Édouard Estaunié

Nació en Dijon el 4 de febrero de 1862 y murió en París en 1942. Fue hijo de una antigua y austera familia borgoñona, y luego de los primeros estudios, realizados en su ciudad natal, frecuentó el Politécnico parisiense y cursó también cien­cias políticas.

Ingeniero, ingresó en el servi­cio de Correos y Telégrafos; alcanzó en él los cargos más elevados y publicó dos importantes tratados técnicos: Les sources de l’énergie électrique (1895) y Traite pratique des télécommunications (1903). Durante sus horas libres cultivó la literatura, con un interés y una probidad de estilo que dieron pronto sus frutos.
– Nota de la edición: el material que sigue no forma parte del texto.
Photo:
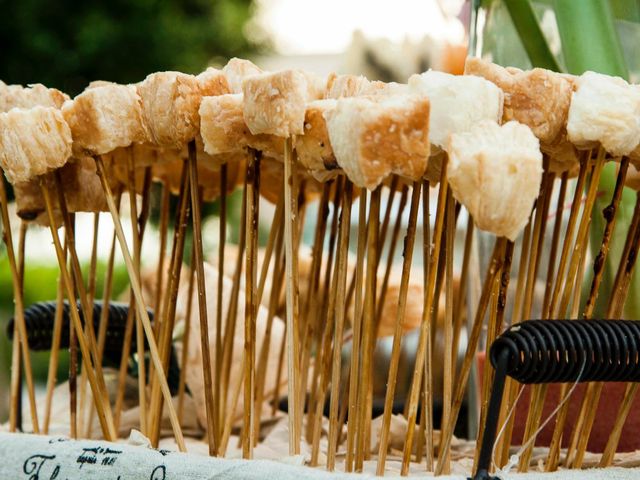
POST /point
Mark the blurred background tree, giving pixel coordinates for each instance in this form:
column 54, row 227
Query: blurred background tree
column 67, row 43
Inspirándose en Balzac y en una profunda conciencia de las relacio­nes entre el ambiente y los personajes, ofreció en 1896 L’Empreinte, una de las obras más fuertes del último naturalismo francés. Luego experimentó una crisis reli­giosa y se inclinó cada vez más hacia los dramas ocultos y las vidas cerradas, en apariencia triviales, pero íntimamente trági­cas, en los que se va difundiendo poco a poco una luz de amor y sacrificio.
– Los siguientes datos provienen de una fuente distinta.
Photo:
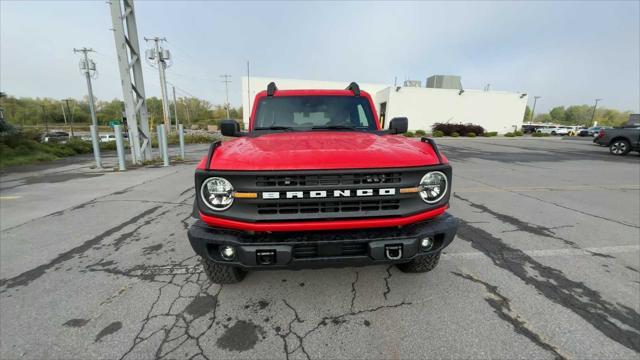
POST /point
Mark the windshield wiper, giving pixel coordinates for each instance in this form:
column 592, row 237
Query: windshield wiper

A La vie secrete (1908) siguió su época de mayor acti­vidad (de 1913 a 1925), en la que Estaunié afian­zóse también entre el público a través de obras meditadas y profundas, como Las co­sas ven (1913, v.), La ascensión del señor Baslévre (1920, v.), L’infirme aux mains de lumière (1923) y Le labyrinthe (1925). In­gresó en la Academia Francesa en 1903. Pasó los últimos decenios de su vida en silencio y pronto la aparición de nuevas obras lite­rarias le relegaron un tanto al olvido.